Remember that content quality, depth, and expertise are shared pillars of both traditional SEO and AEO. By focusing on E-E-A-T, you not only improve your chances with AI but also future-proof your SEO as algorithms continue prioritizing quality.

  • Use Structured Data and Schema Markup: Just as you would mark up your content for rich results in Google (using FAQ schema, HowTo schema, etc.), it’s wise to use structured data to help AI understand your content context. AI answer engines often rely on structured data to pull quick facts (for example, voice assistants using schema to answer a spoken query about store hours). Implementing schemas like FAQPage, HowTo, Product, etc., can make your content more digestible to AI. Additionally, structured data provides context that can enhance trust (e.g., identifying an author as a consistent entity across the web). Google’s AI results are still drawing from the indexed web, so traditional SEO steps, such as schema, proper metadata, and a clean site structure, indirectly aid AEO.
  • Optimize for Conversational Queries: Consider the phrasing people use when speaking or asking full questions, and naturally incorporate those into your content. These are often long-tail, conversational keywords. For instance, a traditional keyword might be “best running shoes 2025”; a conversational query might be, “What are the best running shoes for marathons in 2025?” You should include both types in your content. Tools like Google’s People Also Ask or community forums can reveal natural language questions consumers are asking. Including question-and-answer sections in your content with exactly those phrasings can position you as a match for the AI’s needs. Essentially, you want to anticipate the questions and answer them in your copy.
  • Format Content for Snippets and Voice: AI answers often resemble an expanded featured snippet. Continue to optimize for featured snippets by using clear and succinct paragraphs that directly answer a question immediately after it is posed. Use lists or tables for step-by-step or data-driven answers, and ensure the answer can be understood out of context. For voice search, keep sentences brief and to the point, since they might be read aloud. Google’s voice answers often come from content that reads in a conversational, natural tone, rather than being overly formal or stuffed with keywords. Including a summary section or a “In a nutshell, …” line for key topics might help an AI grab the summary. According to SEO experts, content written in a conversational, snippet-friendly style is more likely to be extracted by AI engines.
  • Leverage Multi-Modal Content (Images, Video) and Alt Text: AI models don’t just read text; they can also analyze images and even video transcripts. Ensure your images have descriptive alt text (valid for both accessibility and AI context). Consider creating short video explainers for key topics – YouTube videos might get referenced by AI or appear in AI-driven carousels. Google’s generative search is increasingly blending images and text in answers for issues like shopping. By providing high-quality visuals (with proper metadata), you increase your content’s chances of being featured in those rich AI results. For example, if you have a product, using Google’s 3D image schema (so that it can appear in interactive results) could be beneficial – Google noted that interactive 3D results get 50% more engagement than static ones.
  • Monitor and Adapt: Start tracking how and when your brand appears in AI contexts. This might include manually querying ChatGPT/Bing for industry questions to see if you’re mentioned, or using emerging tools that attempt to measure “LLM visibility.” If you find AI is citing competitors and you are not, analyze why – do they have more thorough content on specific subtopics? Do others more frequently reference them? This is new territory, but it’s wise to monitor your share of voice in AI answers much like you’d track search rankings. Also, keep an eye on Google’s Search Console (which now may report on AI overview traffic or similar, as those features roll out) to see if your content is being used in SGE.

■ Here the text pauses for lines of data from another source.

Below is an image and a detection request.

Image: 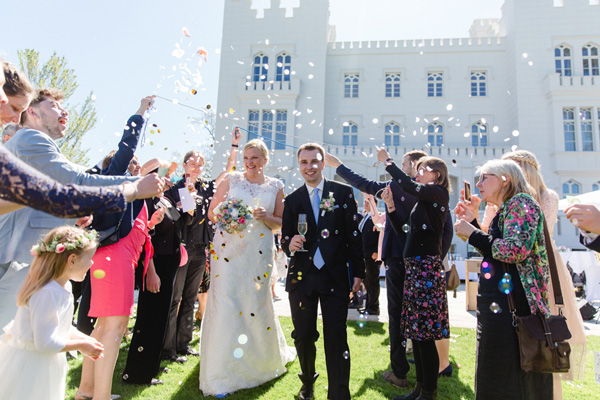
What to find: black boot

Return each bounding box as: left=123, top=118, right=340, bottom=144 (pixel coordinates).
left=394, top=382, right=422, bottom=400
left=416, top=389, right=437, bottom=400
left=298, top=373, right=319, bottom=400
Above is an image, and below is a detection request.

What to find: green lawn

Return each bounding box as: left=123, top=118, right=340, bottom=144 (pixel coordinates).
left=66, top=317, right=600, bottom=400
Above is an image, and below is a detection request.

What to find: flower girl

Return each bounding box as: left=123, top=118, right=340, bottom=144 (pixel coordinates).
left=0, top=226, right=103, bottom=400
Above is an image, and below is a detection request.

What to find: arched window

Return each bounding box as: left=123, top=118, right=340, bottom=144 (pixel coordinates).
left=579, top=108, right=594, bottom=151
left=427, top=72, right=444, bottom=97
left=275, top=53, right=292, bottom=82
left=344, top=74, right=359, bottom=98
left=581, top=44, right=600, bottom=76
left=471, top=121, right=487, bottom=147
left=563, top=179, right=581, bottom=196
left=427, top=121, right=444, bottom=146
left=471, top=71, right=487, bottom=97
left=563, top=108, right=577, bottom=151
left=342, top=122, right=358, bottom=146
left=385, top=122, right=400, bottom=147
left=385, top=74, right=400, bottom=97
left=554, top=44, right=573, bottom=76
left=252, top=53, right=269, bottom=82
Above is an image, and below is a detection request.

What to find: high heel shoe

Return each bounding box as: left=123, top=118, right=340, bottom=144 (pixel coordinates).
left=438, top=364, right=452, bottom=378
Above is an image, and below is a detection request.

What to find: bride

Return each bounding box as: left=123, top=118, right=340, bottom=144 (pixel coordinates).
left=200, top=139, right=296, bottom=396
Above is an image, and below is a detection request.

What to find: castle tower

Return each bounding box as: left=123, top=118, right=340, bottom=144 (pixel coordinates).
left=214, top=0, right=329, bottom=183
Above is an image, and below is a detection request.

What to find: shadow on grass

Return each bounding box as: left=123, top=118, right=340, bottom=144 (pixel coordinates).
left=346, top=320, right=387, bottom=336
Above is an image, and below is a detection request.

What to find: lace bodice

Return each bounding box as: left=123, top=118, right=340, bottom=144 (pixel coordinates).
left=228, top=172, right=283, bottom=217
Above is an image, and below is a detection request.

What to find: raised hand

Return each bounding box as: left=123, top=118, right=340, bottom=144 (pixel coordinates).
left=565, top=204, right=600, bottom=234
left=325, top=153, right=342, bottom=168
left=136, top=96, right=156, bottom=117
left=375, top=146, right=390, bottom=162
left=381, top=186, right=396, bottom=212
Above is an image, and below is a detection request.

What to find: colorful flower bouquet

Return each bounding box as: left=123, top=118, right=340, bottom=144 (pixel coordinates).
left=213, top=198, right=252, bottom=234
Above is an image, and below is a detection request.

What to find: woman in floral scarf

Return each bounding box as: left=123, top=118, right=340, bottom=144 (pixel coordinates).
left=454, top=160, right=552, bottom=400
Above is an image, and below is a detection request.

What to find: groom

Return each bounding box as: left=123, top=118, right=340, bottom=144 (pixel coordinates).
left=281, top=143, right=365, bottom=400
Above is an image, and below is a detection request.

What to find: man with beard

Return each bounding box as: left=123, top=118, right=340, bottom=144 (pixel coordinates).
left=0, top=89, right=137, bottom=326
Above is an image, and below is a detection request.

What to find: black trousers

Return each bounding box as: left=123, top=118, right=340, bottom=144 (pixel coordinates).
left=385, top=257, right=410, bottom=379
left=413, top=340, right=440, bottom=391
left=73, top=271, right=96, bottom=335
left=289, top=266, right=350, bottom=400
left=123, top=253, right=181, bottom=384
left=163, top=245, right=206, bottom=356
left=365, top=255, right=381, bottom=310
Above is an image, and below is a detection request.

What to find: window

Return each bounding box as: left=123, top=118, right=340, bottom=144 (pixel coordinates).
left=563, top=179, right=581, bottom=196
left=579, top=108, right=594, bottom=151
left=385, top=122, right=400, bottom=147
left=344, top=74, right=359, bottom=98
left=275, top=110, right=287, bottom=150
left=248, top=110, right=260, bottom=140
left=342, top=122, right=358, bottom=146
left=261, top=110, right=273, bottom=150
left=385, top=74, right=400, bottom=97
left=563, top=108, right=577, bottom=151
left=252, top=53, right=269, bottom=82
left=581, top=44, right=600, bottom=76
left=471, top=71, right=487, bottom=96
left=427, top=121, right=444, bottom=146
left=471, top=121, right=487, bottom=147
left=554, top=44, right=573, bottom=76
left=275, top=53, right=292, bottom=82
left=427, top=72, right=444, bottom=97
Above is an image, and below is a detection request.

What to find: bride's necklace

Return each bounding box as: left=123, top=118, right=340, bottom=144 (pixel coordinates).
left=244, top=172, right=266, bottom=185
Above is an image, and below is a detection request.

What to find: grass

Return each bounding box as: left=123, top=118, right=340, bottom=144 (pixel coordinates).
left=66, top=317, right=600, bottom=400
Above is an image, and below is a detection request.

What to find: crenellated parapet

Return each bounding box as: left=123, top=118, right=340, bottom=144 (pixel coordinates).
left=327, top=36, right=505, bottom=54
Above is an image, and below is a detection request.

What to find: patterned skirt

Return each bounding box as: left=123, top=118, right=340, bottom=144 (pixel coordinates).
left=401, top=256, right=450, bottom=341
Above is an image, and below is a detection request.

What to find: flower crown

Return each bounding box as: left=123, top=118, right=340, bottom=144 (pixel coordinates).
left=30, top=230, right=98, bottom=257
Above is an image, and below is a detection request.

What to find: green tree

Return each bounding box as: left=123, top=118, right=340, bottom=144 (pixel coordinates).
left=17, top=49, right=96, bottom=165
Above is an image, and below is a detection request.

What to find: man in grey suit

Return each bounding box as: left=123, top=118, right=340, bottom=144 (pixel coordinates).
left=0, top=89, right=137, bottom=327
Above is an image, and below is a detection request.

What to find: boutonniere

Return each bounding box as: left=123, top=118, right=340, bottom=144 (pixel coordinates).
left=319, top=192, right=339, bottom=217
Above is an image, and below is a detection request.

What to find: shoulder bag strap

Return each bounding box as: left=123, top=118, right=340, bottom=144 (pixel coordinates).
left=543, top=218, right=564, bottom=306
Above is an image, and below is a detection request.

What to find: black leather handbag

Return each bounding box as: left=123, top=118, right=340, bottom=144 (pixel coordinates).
left=504, top=221, right=571, bottom=373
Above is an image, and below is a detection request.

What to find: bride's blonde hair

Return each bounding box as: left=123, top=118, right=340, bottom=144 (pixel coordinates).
left=242, top=139, right=269, bottom=161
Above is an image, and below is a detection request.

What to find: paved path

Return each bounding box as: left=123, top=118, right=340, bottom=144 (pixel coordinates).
left=274, top=280, right=600, bottom=335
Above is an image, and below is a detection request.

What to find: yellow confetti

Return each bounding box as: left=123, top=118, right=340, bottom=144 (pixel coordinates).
left=94, top=269, right=106, bottom=279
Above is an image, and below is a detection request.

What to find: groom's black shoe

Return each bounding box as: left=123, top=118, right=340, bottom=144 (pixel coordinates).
left=298, top=383, right=315, bottom=400
left=298, top=373, right=319, bottom=400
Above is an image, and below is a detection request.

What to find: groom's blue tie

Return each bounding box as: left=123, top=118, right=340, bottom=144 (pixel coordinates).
left=312, top=188, right=325, bottom=269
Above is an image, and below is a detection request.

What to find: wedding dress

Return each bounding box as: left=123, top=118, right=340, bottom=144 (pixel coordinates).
left=200, top=173, right=296, bottom=396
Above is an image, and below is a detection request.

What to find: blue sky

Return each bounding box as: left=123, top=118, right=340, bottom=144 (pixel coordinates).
left=0, top=0, right=503, bottom=169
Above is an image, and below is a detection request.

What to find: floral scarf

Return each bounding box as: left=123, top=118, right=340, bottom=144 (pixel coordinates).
left=492, top=193, right=550, bottom=317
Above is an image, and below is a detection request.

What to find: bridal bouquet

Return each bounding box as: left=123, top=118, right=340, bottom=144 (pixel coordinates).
left=213, top=198, right=252, bottom=234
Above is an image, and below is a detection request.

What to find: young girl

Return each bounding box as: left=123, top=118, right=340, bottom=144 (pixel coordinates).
left=0, top=226, right=103, bottom=400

Importantly, AEO isn’t a total departure from SEO – it builds on the same fundamentals. A site that is technically sound, fast, and mobile-friendly still has an advantage (since AI can’t see your content if it’s not crawlable). Backlinks and brand mentions still matter because they build authority. Good user experience still counts (if an AI result provides a link and users click through to a poor site, that doesn’t help you). Think of AEO as the next chapter of SEO – you still need to do everything you did for SEO, plus actively shape your content and strategy for the AI answer landscape.One new concept to be aware of is “prompt optimization” or prompt engineering for search. This refers to structuring your content (or even providing metadata hints) so that it aligns with how AI models might be prompted. For instance, some companies are experimenting with special files (like LLM.txt) that give instructions to AI crawlers on how to use their content. While this is cutting-edge and not standardized, the general idea is to consider the questions people will ask, not just the keywords they will type. Suppose you align your content with the actual natural language questions (and even incorporate those questions verbatim on your pages). In that case, you increase the likelihood that an AI will pick it up to answer a similar question.In summary, to optimize for AI-driven search engines, you should offer high-quality, trustworthy content that answers questions directly and succinctly, use structured formats and schema to make that content machine-friendly, and ensure your brand’s authority signals (E-E-A-T) are strong across the web. By doing so, you position your business to be the trusted answer when consumers ask their digital assistants or AI tools about your field.

The Future of Search: Voice, Multimodal, and Hyper-Personalized Experiences

What will search look like in the next few years as AI capabilities continue to advance? All signs point toward an even more integrated, intelligent, and personalized search experience. Here are a few key projections and emerging trends for the future of AI-driven search and SEO:

  • Voice Search Becomes Ubiquitous and Conversational: Voice queries are expected to increase in volume as more users become comfortable interacting with their devices. We’re nearing a world where virtually every smartphone and household device is voice-enabled. By the end of 2025, experts project that over 8 billion voice assistants will be in use globally, roughly equivalent to one per person on the planet. As voice AI improves at understanding natural language and intent, voice search will transition from simple commands (“Call Mom” or “What’s the weather?”) to more complex questions and transactions. This means SEO will increasingly overlap with voice UX design – content may need to be optimized to sound good when read aloud and to satisfy spoken follow-up questions. Also, expect more voice-driven commerce (voice ordering of products, etc.), which will require brands to have a presence in voice assistant ecosystems. For SEO, securing those voice answer slots (e.g., being the answer the assistant provides) will be a highly coveted prize.
  • Multimodal Search – Beyond Text to Image, Audio, and Video: AI is enabling search to break free from the text box. Visual search is a prime area of growth: consumers can point their phone camera at an object or scene and ask questions about it. Google Lens already processes billions of such searches, and new AI-powered features allow real-time visual Q&A. For example, you might scan a recipe card and ask Google to clarify a cooking instruction, or take a photo of a plant and ask how to care for it. In the future, we’ll see multimodal queries where users combine text, voice, and image inputs (e.g., saying “Find something similar to this dress” while showing a picture). Search engines will increasingly incorporate AR (augmented reality) for “search what you see” functionality. Businesses will need to optimize not just web pages, but images (with good metadata), videos (with transcripts and SEO), and even 3D models of products. Being discoverable in these new modalities will be part of SEO. Google’s introduction of features like “Circle to Search” – where users can circle something on their screen (an image or text) to search for it – is an example of making search more visual and seamless. The bottom line: search will happen everywhere, in various forms – scanning product labels, listening to a song, and asking “who is the artist?”, etc. – and AI will be the engine making sense of all those inputs.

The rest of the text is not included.